Et l’imagination, — cette racine noueuse des passions, — et l’imagination trouve son compte à ces incompréhensibilités humaines. Ne croyez point qu’il y ait dans cet amour d’Allan pour madame de Scudemor, de l’adolescent pour la femme vieillie, quelque chose de plus glorieusement immatériel que dans tout ce qui porte le nom d’amour. Pour changer d’objet, la passion ne change point de nature. Elle a toujours sa causalité et son but dans la fange de notre chair, cercle dont les deux bouts se rejoignent et se confondent on ne sait où…

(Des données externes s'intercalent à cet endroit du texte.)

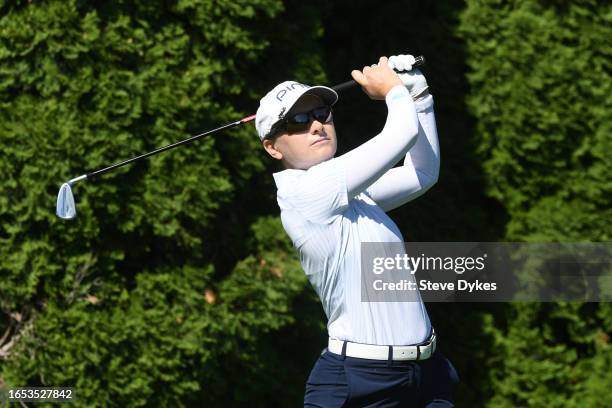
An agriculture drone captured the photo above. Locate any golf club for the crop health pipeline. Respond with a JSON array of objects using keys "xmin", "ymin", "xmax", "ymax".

Et d’ailleurs, la beauté qu’on aime et qu’on préfère est un secret que l’imagination garde à jamais. Cheveux cendrés par les années, sur un cou qui a perdu les mollesses du pâle azur de ses belles veines ; yeux dont la flamme, dans des prunelles un peu ternies, se concentre au lieu d’irradier, comme si le cœur avait absorbé dans ses sables arides les flots de lumière et de larmes qui s’y jouaient ; bouche où l’haleine n’est plus fraîche, mais ardente ; tempes plus expressives et plus élargies sous la couleur de jour en jour plus meurtrie d’un bistre mat, n’y a-t-il pas en vous la volupté autant que dans les efflorescences de la jeunesse ? Ne dirait-on pas que l’âme, comme la nature, fait fleurir dans les ruines ses plus beaux gramens ? Et l’imagination développée n’arrive-t-elle pas, en toutes choses, à ce que les imaginations moins riches et restées en deçà de ses développements, osent appeler une dépravation ?…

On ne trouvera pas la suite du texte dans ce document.